A few years ago, our area was in very real danger of flooding, according to all the media reports and the provincial authorities. There were even town meetings in the high school gym to discuss strategies for emergency response should the dikes break. I gathered 72 hours worth of food supplies, including several packages of Cadbury mini eggs. No emergency kit, in my opinion, should be without chocolate. We made sure we had plenty of batteries for our short wave radio and flashlights, and kept the car full of gas at all times in case we needed to leave town in a hurry in search of higher ground. My husband always has our camping gear well organized, so I felt confident that we could get it together quickly if needed. I was so stressed about the possibility of flooding, it was difficult to concentrate on my job coordinating the local festival's children's day, and I made changes to our insurance policy to accommodate flooding in our house. A lot of people did. I even called my mother to ask if we could come to them 500 kms away, should disaster strike. I think she thought I was hysterical.To calm my children and myself we walked down to the river and looked at how far the water would have to rise to breach the dikes. It would have to rise an awful lot by the looks of it, and I felt better.In hindsight, I should have listened to the experienced local farm families from the get-go, who calmly smiled and said they'd believe a flood when they saw it. We never did flood that year, but it was a good test for everyone involved. This year, the water was just as high with flooding in some low-lying places outside the dikes, but the level of hysteria in the media and in the community in general was much more subdued. Our dikes had been tested and had proved worthy.
We did not flood this year and in fact, are enjoying a beautiful July so far. The water is still high as it is everywhere in our province, but without the incessant rain of June, it is gradually going down and people with basements have been able to relax a little. However, it seems that if one part of the world is enjoying good weather and calm waters, another part is experiencing the opposite. The Kootenay region near the Alberta border of British Columbia, and the stomping grounds of my youth, continue to have the wettest summer in recent memory. 'Monsoon rains' are a common term to describe their weather in the emails I have received from my parents' home, and again today I hear of recent and fierce storms in the region. Last Thursday afternoon, the rain fell so hard and so fast that the my hillside hometown of Nelson had temporary flooding in the downtown area - the storm drains just could not keep up with the amount of water rushing down the hills and into the level areas of the town. Several photos were posted on Facebook, and someone added the fact that Nelson had seen this kind of water before, back in 1973.
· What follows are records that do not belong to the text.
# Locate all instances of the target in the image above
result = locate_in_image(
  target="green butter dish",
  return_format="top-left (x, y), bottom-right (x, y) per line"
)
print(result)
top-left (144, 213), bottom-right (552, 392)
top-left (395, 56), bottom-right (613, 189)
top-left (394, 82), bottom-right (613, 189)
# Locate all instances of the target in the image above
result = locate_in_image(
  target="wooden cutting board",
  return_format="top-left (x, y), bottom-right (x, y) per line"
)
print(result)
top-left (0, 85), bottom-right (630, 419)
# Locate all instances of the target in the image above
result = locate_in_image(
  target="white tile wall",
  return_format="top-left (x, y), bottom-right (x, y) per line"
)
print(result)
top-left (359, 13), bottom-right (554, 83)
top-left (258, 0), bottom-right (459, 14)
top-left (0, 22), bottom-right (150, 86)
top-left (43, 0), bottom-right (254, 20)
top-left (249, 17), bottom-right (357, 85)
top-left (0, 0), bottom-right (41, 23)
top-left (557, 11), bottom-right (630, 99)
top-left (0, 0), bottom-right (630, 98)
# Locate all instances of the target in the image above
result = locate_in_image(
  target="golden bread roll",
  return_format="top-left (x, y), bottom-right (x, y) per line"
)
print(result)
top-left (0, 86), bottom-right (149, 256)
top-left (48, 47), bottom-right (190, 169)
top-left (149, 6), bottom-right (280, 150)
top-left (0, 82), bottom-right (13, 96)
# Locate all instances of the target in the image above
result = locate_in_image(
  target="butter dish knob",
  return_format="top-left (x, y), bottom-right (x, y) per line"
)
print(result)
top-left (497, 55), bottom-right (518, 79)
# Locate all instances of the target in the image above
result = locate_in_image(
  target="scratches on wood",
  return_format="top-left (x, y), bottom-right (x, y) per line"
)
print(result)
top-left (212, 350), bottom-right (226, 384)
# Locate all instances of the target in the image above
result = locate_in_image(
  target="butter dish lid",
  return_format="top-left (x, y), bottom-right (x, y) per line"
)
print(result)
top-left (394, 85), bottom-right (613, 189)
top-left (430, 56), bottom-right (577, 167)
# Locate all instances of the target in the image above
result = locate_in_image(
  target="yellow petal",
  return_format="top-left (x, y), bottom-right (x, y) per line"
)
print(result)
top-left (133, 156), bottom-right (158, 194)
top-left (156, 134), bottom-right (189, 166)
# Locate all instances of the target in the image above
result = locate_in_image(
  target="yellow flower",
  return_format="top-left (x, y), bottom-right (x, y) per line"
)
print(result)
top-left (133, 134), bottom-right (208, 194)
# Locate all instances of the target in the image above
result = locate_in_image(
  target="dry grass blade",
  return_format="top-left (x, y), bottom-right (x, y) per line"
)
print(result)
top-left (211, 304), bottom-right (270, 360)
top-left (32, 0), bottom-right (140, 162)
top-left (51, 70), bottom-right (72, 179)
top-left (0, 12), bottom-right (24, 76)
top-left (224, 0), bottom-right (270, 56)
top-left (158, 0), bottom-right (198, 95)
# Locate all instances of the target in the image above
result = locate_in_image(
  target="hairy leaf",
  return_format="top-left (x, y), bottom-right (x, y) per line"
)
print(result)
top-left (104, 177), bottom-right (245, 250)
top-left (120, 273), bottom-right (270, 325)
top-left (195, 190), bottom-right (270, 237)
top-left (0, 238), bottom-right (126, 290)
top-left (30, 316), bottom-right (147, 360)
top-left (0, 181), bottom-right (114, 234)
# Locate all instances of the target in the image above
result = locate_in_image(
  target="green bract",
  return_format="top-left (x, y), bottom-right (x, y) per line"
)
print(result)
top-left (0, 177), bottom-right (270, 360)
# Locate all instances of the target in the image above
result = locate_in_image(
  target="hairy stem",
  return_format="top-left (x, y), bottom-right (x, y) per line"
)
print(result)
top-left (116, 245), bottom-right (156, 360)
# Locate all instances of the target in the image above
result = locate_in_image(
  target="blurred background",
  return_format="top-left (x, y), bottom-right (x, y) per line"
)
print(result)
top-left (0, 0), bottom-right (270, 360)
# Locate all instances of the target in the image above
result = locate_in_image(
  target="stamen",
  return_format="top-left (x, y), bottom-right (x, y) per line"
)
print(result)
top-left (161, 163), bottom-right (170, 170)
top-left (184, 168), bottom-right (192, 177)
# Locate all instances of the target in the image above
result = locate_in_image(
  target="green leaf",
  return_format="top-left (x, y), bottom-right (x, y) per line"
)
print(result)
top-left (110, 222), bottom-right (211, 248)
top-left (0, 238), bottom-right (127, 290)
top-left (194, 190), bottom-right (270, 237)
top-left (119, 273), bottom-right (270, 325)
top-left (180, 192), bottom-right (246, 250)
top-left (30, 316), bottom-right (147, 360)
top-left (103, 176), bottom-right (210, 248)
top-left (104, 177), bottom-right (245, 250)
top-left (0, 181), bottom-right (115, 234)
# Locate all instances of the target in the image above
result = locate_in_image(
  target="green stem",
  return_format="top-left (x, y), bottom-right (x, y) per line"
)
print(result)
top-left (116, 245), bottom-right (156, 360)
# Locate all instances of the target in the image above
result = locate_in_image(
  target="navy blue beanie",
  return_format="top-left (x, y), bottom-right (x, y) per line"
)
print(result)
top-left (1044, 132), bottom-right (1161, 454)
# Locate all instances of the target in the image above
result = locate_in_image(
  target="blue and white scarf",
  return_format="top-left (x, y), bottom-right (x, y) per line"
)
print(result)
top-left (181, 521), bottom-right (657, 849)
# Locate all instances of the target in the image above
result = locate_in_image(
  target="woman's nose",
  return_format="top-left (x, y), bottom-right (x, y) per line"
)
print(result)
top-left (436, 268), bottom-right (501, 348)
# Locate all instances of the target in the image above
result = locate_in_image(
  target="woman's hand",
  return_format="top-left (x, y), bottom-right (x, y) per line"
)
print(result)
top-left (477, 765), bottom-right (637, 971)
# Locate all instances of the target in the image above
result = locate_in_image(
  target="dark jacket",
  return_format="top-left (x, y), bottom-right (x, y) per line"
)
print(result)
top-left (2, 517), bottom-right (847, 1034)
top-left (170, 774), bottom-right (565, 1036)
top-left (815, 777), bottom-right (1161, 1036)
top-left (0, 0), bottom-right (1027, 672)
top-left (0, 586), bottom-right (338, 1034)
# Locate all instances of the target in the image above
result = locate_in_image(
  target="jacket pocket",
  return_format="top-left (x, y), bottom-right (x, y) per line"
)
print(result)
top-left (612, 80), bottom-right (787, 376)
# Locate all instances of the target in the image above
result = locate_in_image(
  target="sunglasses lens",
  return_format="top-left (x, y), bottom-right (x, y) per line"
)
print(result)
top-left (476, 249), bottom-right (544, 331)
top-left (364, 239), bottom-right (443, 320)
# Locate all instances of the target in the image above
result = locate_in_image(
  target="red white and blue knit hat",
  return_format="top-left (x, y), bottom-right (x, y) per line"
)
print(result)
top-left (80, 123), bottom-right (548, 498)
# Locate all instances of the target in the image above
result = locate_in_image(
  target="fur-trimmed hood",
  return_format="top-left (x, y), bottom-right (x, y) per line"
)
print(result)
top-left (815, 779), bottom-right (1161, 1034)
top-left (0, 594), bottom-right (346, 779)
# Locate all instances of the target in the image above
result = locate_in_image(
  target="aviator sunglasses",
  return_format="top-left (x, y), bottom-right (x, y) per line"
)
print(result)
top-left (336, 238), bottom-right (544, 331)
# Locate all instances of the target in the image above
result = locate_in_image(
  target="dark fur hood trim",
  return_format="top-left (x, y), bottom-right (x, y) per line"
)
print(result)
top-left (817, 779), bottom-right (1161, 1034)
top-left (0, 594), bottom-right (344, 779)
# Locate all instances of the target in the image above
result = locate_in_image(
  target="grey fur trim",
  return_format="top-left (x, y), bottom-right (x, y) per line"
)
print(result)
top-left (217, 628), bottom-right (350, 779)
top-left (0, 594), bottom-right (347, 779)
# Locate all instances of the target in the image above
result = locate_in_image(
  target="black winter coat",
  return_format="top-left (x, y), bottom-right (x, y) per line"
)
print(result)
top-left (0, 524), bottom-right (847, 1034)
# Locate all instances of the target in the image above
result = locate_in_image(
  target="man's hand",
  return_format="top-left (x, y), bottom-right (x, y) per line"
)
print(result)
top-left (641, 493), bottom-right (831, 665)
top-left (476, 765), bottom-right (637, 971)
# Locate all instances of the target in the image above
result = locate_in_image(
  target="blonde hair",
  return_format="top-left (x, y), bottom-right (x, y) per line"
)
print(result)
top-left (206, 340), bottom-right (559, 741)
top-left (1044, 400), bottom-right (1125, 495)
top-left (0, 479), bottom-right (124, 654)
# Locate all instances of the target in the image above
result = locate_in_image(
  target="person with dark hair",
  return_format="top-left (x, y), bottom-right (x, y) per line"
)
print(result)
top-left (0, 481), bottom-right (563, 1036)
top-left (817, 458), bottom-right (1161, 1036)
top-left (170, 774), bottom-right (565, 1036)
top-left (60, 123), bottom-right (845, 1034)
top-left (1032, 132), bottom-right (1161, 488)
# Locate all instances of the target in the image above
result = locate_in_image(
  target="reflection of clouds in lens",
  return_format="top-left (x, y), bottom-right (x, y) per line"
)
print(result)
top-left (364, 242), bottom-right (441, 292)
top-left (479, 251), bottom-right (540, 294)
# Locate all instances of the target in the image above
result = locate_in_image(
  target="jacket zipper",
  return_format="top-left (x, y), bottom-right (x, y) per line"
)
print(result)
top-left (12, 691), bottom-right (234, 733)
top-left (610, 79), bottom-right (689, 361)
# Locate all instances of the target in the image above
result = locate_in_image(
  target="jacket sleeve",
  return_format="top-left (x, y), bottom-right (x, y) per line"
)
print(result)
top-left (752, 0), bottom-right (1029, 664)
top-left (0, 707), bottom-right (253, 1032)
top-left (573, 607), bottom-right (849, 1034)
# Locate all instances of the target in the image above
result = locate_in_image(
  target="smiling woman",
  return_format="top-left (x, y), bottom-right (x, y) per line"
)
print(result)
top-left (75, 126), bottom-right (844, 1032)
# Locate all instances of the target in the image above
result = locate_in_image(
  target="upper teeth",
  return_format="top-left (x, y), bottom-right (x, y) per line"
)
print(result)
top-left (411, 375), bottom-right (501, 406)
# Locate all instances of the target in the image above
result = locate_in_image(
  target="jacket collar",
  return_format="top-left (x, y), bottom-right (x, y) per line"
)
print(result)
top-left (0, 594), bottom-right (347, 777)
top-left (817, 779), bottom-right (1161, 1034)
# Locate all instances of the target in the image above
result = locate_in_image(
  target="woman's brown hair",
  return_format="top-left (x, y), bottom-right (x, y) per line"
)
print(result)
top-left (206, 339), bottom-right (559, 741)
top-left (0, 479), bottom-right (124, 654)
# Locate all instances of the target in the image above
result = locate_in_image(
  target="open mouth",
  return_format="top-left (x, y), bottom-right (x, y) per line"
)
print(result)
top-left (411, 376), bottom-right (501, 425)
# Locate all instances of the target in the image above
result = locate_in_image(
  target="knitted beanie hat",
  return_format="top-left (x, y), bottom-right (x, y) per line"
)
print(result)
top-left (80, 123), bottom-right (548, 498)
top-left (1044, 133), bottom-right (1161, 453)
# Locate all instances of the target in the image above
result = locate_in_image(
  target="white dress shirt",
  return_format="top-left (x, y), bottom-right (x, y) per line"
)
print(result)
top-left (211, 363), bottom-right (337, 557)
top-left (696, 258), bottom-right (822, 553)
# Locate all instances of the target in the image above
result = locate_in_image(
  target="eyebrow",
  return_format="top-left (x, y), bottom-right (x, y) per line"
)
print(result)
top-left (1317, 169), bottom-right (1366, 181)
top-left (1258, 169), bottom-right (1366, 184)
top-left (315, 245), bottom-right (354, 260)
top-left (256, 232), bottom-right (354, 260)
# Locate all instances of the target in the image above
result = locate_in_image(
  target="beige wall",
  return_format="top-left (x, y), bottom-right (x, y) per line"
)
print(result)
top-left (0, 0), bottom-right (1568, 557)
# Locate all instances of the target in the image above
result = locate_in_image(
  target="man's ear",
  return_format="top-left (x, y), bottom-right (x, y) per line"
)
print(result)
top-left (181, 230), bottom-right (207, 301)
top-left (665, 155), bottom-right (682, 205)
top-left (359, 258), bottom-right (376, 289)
|Robert Neufeld of Nelson took these photos|
on the day of the flash flood
|Pulling together to push|
The water did drain into the lake before long and the town was apparently dry and open for business by the next day. Flooding, yes, but somewhat manageable. West of Nelson, however, and on the same day, a mud slide had flowed onto the road near Castlegar and there was concern about the stability of one of the slopes above the college I attended for two years. The concern was well-founded as just the week before, a large mud slide had occurred in Johnson's Landing, a small, isolated community northeast of Nelson, crushing three houses with a wall of concrete-like compressed mud carrying trees and rocks as it careened down the slope. Four people were confirmed missing and the rescue efforts were hampered by a second slide and thus a frighteningly unstable area in which to search for the missing people - a father with two daughters and a German tourist. Sadly, after a weekend of extensive searching and the best efforts of personnel, the rescue efforts were changed to recovery efforts, and although I did not expect the news to be good by Monday, it still hit me hard when I heard the cold fact that the body of the girls' father had been found. Two days later, another body had been found, and so on.
Any time something like this mudslide and flooding happens it is cause for concern, but it becomes personal when it occurs in a place you know well and where events such as this are rare. We are used to seeing footage of flash flooding and mudslides in places like Asia, but in the southeast corner of British Columbia? We are more likely to hear of people perishing in avalanches when skiing out of bounds, or from drowning in a boating accident on the many lakes in the region. The news becomes even more personal when the people involved are known and loved by people you know. That is what happened in Johnson's Landing. The slide occurred twenty-five meters from the home of a young woman I knew when she was a baby, and her parents. I found this out on the radio one morning when the young woman was interviewed - she was friends with the two missing young women who had been her neighbours and was distraught but impressively composed in the interview. I contacted members of her family and shared the story, as did others, on Facebook. Many of my friends shared my concern and we all prayed and hoped for the best outcome before we knew the worst. Then we prayed and hoped the area would be saved from more disaster from excess rain.
I hope the Kootenays have seen the last of this 'biblical weather,' as a friend called it. Next week we are all going to Nelson to attend the wedding of our niece. The guest list is quite a long one, so I hope the weather will be accommodating to all these visitors from near and far as we gather for this most happy occasion. One thing is clear however. From recent events Mother Nature has let us mere mortals know in no uncertain terms that she is in charge, and we will just have to take whatever comes and make the best of it.